For this reason, we were sharply critical of the various Trotskyist sectarians, such as the Spartacist League, who made a program out of being offensive. But we also reject-ed the accommodating politics of the softer wing of Trotskyism, which today has become the International Socialist Organization and also Solidarity in the U.S. We rejected their electoral approaches (such as the Peace and Freedom Party, a middle class protest party, forerunner of the present Green Party and Labor Party efforts). We felt that they were correct to support liberal oppositionists in the unions, but that they did so in an opportunist fashion,without raising political criticisms or stating a revolutionary program. In effect they were preparing to become the left wing of the union bureaucracy. The positive and negative aspects of their approach may be seen today in the development of Teamsters for a Democratic Union.
Over time we concluded that the faults we saw in the Trotskyist movement were more deeply rooted than we had first thought. The RSL reassessed its views of Trotskyism,then of Leninism, and finally even of Marxism. Several people played key roles in this reconsideration of our tradition, especially Ron Tabor. We decided that, for example,Lenin’s belief that his Marxism was the Absolute Truth (a belief based in Marx’s Marxism) played a part in the development of state capitalism in the Soviet Union. The final result of our discussions was the dissolution of the RSL and the merger of a handful of our members into the new Love and Rage Federation—as anarchists.
We think that NEFAC has a great future ahead, as part of the North American and international anarchist upsurge. It is not perfect, and is still feeling its way. Despite an effort to base itself on a unified tradition of anarcho-communism, it is pretty heterogeneous in actual political views on many topics. But it is committed to discussion,internally and externally, to develop its theoretical views. It is correct to base itself on the communist tradition within anarchism, but using the label “communist,” after decades of Russian so-called Communism, creates an unnecessary barrier between it and many working people.To most people, “anarcho-communist” sounds like “libertarian-totalitarian.” While we reject the democratic centralist or vanguardist concepts of Lenin, we continue to believe in the need for revolutionary organization—which is why we are platformists. But NEFAC still seems to be more a network of collectives than a coherent federation. It is mainly coordinated through the Internet (transparently in front of the state). We will work to change this in the future.

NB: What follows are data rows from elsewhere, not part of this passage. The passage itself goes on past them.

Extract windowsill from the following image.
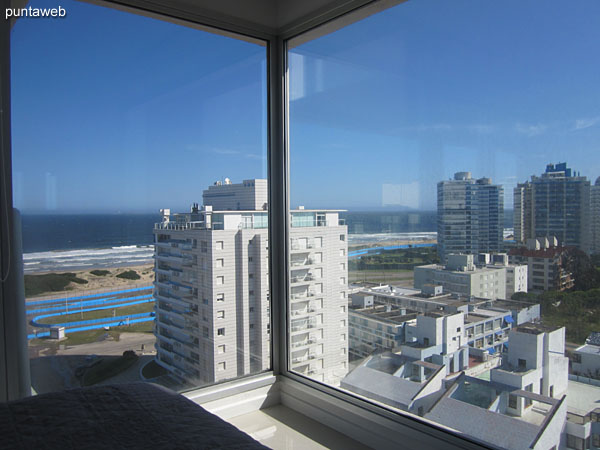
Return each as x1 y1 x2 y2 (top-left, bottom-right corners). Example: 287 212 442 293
184 373 485 449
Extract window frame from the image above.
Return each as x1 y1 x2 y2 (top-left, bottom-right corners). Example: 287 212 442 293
0 0 486 448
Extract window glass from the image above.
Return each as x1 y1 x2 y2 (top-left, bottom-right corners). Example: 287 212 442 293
11 0 271 393
287 0 600 448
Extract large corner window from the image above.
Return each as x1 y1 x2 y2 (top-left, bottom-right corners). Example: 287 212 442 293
287 1 600 448
11 0 271 393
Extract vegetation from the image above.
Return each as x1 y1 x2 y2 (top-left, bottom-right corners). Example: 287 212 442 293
90 269 110 277
81 350 138 386
39 302 154 324
117 270 141 280
24 272 88 297
348 246 439 270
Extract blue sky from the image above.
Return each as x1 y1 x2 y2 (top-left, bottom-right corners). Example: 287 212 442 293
12 0 600 212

Sometimes, too, NEFAC members seem to us to be rigid and dogmatic when discussing post-revolutionary society,implying that it is necessary to everywhere leap immediately to a stateless, moneyless, purely communist society. We suspect that different regions will try out different ways of implementing libertarian socialist goals, in experimental and pluralistic fashions. We did not reject orthodox Marxism in order to become orthodox anarcho-communists (whatever that would be). This is one reason we value the open discussions within NEFAC.
NEFAC is right on the controversial issues of the anarchist movement. It is for real democracy and revolution, against primitivism, and for the working class. We are proud to be part of it.